Brokers beware. The prospects on your cold-calling lists might be more than cold. Some may be hostile, especially if they have taken the time to put their names on one of a growing number of state no-call lists.
Georgia is the fourth state to enact a law establishing a no-call list. Consumers there pay $5 to join the list for two years. About 100,000 Georgians signed up before the law went into effect Jan. 1, 1999. Florida, Oregon and Alaska already have similar rules.
Such consumer-oriented laws are political darlings, according to a spokesperson at the Direct Marketing Association (DMA) in Washington, D.C. Eighteen other states, including Connecticut, Maryland, Texas and Virginia, have introduced legislation for consideration this year.

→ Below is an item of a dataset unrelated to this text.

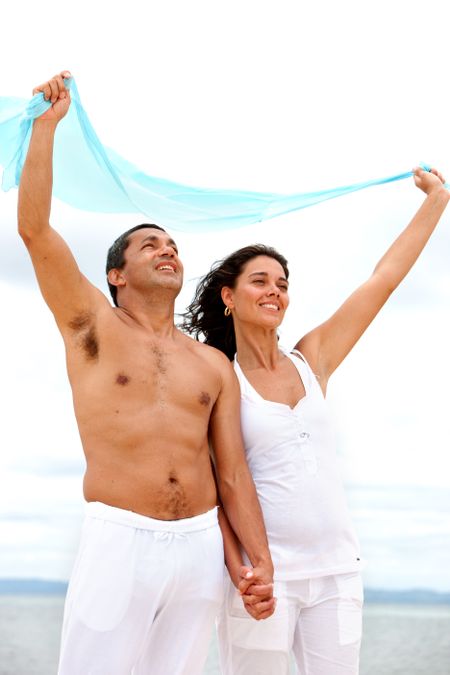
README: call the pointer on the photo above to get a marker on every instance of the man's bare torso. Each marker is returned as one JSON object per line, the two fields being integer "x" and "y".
{"x": 143, "y": 405}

Politicians like the laws since they make consumers happy, but the DMA and the Securities Industry Association oppose the laws since they add to telemarketers burden and somewhat duplicate the effect of federal telemarketing rules.
Under those rules, a person contacted by a company can request to be put on that companys no-call list and can voluntarily participate in the Telephone Preference Service, a national no-call list maintained by the DMA.
[The proposed laws are] a very serious concern, says Daniel Barry, SIA vice president and counsel, state government affairs. The no-call issue was something that appeared in a lot of states four or five years ago, and now it has heated up again.
Barry says the laws limit brokers marketing ability. He adds that the need for such laws is questionable, since consumers are increasingly using technology, such as caller identification and call blocking, to achieve the same effect. The SIA is actively lobbying against the bills.
An A.G. Edwards broker in Georgia says he hasnt felt the impact of the new law. He thinks the law was passed to stem calls from mortgage banking, credit card and phone companies, not securities firms. We rarely get a request from someone to be put on our no-call list, he says.
Under the four existing state laws, the onus is on the telemarketer to obtain the no-call lists and honor the requests of call-averse consumers. In Georgia, violators face a $2,000 fine for each call to someone on the list. However, Georgias law also includes a safe harbor provision that enables firms to defend against fines if they can show they have a no-call system in place.
Floridas law does not have such a provision and its fines are $10,000 for each call placed to a person on the state no-call list. Although he did not have specific figures, Barry says securities firms have been prosecuted in Florida.
The application and enforcement rules in the proposed no-call laws vary by state. These laws are something that brokers should be aware of and take care to comply with their companies procedures, Barry says.